Children take in more stimili than adults
A child has a heightened ability to take in stimuli but does not yet have the tools to deal with this stimuli.
Children’s’ senses are just as acute as an adult. In some cases their senses are even better, for example most children have better hearing and eyesight than adults.
What they don’t have yet is contextual analysis tools. When they see something they might not have the experience to be able to put the thing in context and analyze it. They have not seen enough violence to know how to process it, for example. An adult has seen so much violence that they can easily put it away in the part of their brain that deals with violence.
That part of the brain has developed the tools to diffuse or otherwise rationalize the violence so that it does not do any great damage to the rest of the body. For example an adult can see a murder in a movie and the mind easily explains that it is just acting and thus we don’t get upset by it.
A child however does not have these tools fully developed yet and the violence has nowhere to go. So it gets dealt with in various ways; it resurfaces later as trauma; it is expressed as violence to others; it does damage to the body via cancer or another stress; or the child actually inflicts violence to their own body.
This is why it is so important to be aware of what a child is exposed to.
But I do not think quarantine is the best route. A child can’t develop the tools unless they are exposed. If you keep a child away from violence their whole childhood, when they go into the world one violent event could destroy them.
They need to be exposed to real life as children, but HOW this is done needs to be considered with great care. I think the parent has to perform an ongoing proactive role as that part of the brain that the child does not yet have developed.
The typical example is the conversation almost every parent has with a child about how movies are just actors and not real. The parent is helping the child process the information, helping the child exercise that part of the brain.
Obviously helping a child develop is a fine line and can easily fall into propaganda and brain control. I strongly think that the child knows better what is good for them than I do. Helping the child develop their brain to deal with elements of life comes from the perspective that the child already has the essence of those tools already.
The adult is only a guide, much like a mountain guide helps climbers up a mountain. Like the guide is the employee hired by the mountain climbers, the parent is there to serve the child in their climb. The child is the boss of their soul. The parent only guides as somebody who is more knowledgeable with the current terrain.
But as the guide, there is tremendous responsibility. The adult must understand that the environment for the child is crystal clear and new. The great tragedy is when the adult fails to realize that even though the child doesn’t yet have the tools to process the environment fully, the child takes it all in with great intensity.
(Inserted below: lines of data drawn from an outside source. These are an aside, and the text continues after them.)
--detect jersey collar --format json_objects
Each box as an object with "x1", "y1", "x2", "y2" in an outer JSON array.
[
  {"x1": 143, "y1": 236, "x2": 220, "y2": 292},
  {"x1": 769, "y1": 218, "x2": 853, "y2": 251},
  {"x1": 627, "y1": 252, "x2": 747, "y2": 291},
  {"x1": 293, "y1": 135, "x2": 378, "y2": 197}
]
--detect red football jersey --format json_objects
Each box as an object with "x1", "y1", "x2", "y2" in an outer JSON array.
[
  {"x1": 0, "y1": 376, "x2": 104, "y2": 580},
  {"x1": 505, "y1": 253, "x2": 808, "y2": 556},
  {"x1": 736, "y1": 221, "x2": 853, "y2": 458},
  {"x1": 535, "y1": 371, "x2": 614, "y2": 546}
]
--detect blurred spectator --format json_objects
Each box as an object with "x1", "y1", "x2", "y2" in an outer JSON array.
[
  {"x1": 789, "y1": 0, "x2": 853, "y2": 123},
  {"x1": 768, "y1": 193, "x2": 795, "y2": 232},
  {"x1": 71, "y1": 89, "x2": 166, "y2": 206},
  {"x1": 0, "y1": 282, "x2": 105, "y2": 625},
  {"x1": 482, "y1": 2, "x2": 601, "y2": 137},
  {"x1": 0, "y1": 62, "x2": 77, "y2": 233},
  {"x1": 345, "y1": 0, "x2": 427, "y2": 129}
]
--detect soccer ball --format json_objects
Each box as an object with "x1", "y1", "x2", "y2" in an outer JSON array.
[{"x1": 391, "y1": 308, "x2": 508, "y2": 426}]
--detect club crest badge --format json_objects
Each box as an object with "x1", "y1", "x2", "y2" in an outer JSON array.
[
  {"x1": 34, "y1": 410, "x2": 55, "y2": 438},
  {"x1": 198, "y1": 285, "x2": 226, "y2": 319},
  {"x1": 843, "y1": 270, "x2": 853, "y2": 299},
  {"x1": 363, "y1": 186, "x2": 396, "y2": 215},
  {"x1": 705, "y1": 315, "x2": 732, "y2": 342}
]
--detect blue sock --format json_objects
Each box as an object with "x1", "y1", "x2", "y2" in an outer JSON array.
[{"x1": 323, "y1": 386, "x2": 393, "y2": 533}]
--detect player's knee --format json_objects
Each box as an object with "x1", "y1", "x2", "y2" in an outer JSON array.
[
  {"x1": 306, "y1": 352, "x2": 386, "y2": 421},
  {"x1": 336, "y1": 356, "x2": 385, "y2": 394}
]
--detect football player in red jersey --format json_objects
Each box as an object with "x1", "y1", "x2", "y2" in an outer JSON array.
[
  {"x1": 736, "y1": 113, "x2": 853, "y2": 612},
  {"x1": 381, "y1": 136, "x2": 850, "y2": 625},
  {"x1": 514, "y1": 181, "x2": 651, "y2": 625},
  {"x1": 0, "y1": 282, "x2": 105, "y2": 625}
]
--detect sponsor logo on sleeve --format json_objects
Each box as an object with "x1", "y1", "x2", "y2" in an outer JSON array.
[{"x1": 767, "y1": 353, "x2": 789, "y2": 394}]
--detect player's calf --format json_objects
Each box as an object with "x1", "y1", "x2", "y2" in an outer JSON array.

When you talk on the phone with the child in the back seat, when you glance at someone, when you speak in a certain tone of voice, when you say words (every single word): it is all taken in with complete clarity. Never mind that the child appears to not be paying attention. Their ears, their eyes, all of their senses are working perfectly.
The appearance that they are not paying attention is merely because, like all humans, they can multitast and also their mind is not necessarily engaged. But their body is engaged and they take it in and it gets lodged somewhere inside.
That is why a child can come out with something totally surprising. For example my four year old daughter put on a dress the other day and said, “I feel so sexy in this dress.” Nobody ever told her she looked sexy, but she probably picked it up when adults were talking about something else and thought she wasn’t paying attention.
The danger occurs when we loose control and presume that the child isn’t taking it in.